October 12, 2010. Denpasar (KATAKAMI / THE JAKARTA GLOBE) --- In emotional scenes, about 100 relatives and friends of the victims of the 2002 Bali Bombings gathered at the monument that marks the location of the deadly terrorist attacks to remember their loved ones on Tuesday.
Many of those gathered for the solemn ceremony were members of Yayasan Isana Dewata, an association comprised of people who lost loved ones in the Oct. 12 attacks.
Many, including Ni Nyoman Rencini, wept openly. Her husband, a local travel agent, was waiting for a customer on Jalan Legian, Kuta, when he was killed.
“I have tried to let go and move on with my life,” she sobbed. “The only thing that matters to me now is how to keep on working and earning enough to raise my children. But no matter how hard I try, I still can’t forget what happened, especially during the yearly commemoration,” she said.
About 80 foreign dignitaries, meanwhile, and friends or family of the victims of the bombing gathered at Australia’s Consulate-General in Bali to commemorate the eight anniversary of the attacks.

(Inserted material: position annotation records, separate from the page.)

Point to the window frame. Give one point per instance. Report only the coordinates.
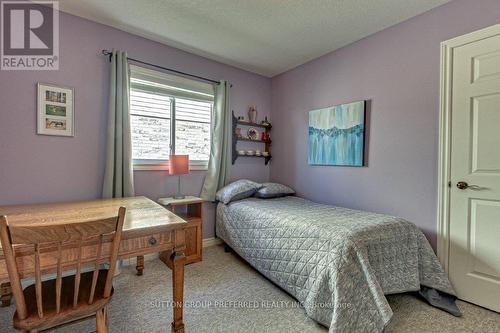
(199, 94)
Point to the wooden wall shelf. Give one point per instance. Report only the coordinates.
(252, 140)
(267, 143)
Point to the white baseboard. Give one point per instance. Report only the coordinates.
(152, 256)
(211, 241)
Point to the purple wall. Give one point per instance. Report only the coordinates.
(37, 168)
(398, 71)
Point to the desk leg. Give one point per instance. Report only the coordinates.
(140, 265)
(178, 260)
(5, 294)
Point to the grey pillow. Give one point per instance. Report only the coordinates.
(273, 190)
(237, 190)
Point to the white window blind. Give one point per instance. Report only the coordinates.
(168, 117)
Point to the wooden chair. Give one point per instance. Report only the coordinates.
(62, 300)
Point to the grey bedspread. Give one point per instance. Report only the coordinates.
(337, 262)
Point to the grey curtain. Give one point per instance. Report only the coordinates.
(219, 164)
(118, 175)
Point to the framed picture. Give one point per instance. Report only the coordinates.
(55, 110)
(337, 135)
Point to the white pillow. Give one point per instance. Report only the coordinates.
(273, 190)
(237, 190)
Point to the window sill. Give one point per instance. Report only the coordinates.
(164, 167)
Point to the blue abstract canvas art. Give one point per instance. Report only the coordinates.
(337, 135)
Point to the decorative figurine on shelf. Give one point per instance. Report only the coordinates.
(252, 114)
(265, 122)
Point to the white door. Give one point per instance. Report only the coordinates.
(474, 259)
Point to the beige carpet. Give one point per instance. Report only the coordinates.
(214, 288)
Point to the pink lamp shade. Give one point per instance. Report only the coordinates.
(178, 164)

Melinda Rio, an Australian counsel, told the Jakarta Globe that the ceremony was held in the memorial gardens of the Consulate-General lasted 30 minutes
The ceremony featured representatives from a number of foreign nations who lost citizens in the devastating terrorist attacks — including New Zealand, Poland, Japan, Switzerland, the United States, Great Britain, Canada, Brazil, Denmark, Italy and Germany — as well as Australia and Indonesia.

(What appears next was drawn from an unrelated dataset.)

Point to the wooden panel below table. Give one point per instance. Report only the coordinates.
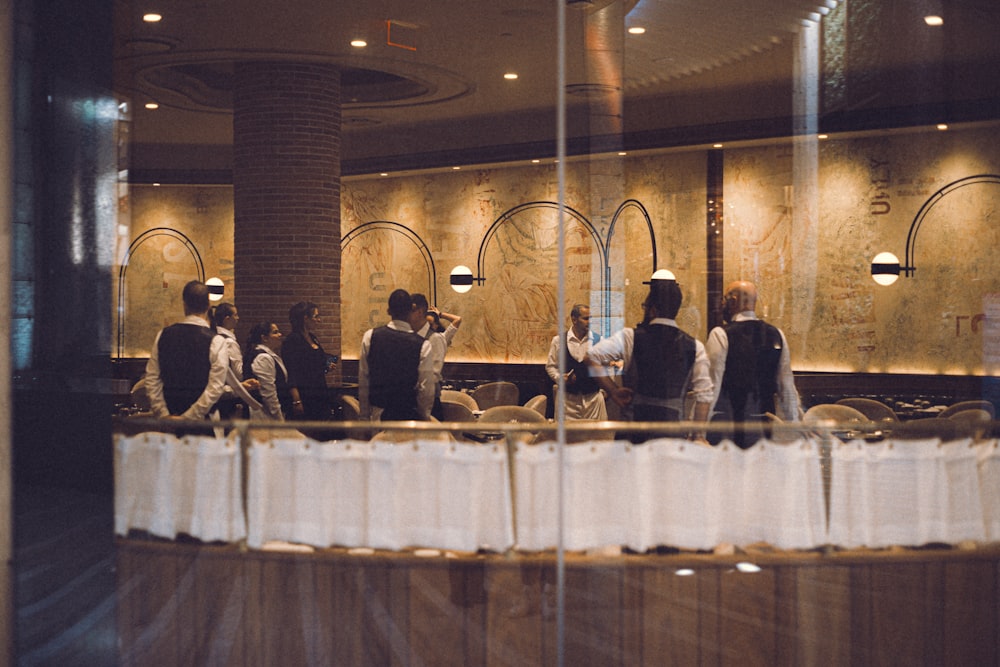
(182, 604)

Acting Australian Consul-General Brent Hall and Bali Governor Made Mangku Pastika, representing countries that respectively lost 88 and 38 citizens in the suicide attacks, laid a commemorative wreath together, before the remaining country representatives and friends and family members of those who lost loved ones followed.
In eastern Sydney, meanwhile, there were emotional scenes as a memorial wall listing the 43 victims from the state of New South Wales was unveiled at the Bali Memorial in Dolphins Point at Coogee.
Six of those lost were members of the Coogee Dolphins Rugby League Club.
NSW Premier Kristina Keneally was quoted by the Australian Associated Press as saying that the Bali victims were innocent people.
“The victims of this atrocity were not soldiers, they had not gone to fight a declared enemy,” she said. “The innocence of those victims [and the] benign and harmless reasons for them being where they are, when they were, only underscores the savagery of those people who took their lives.”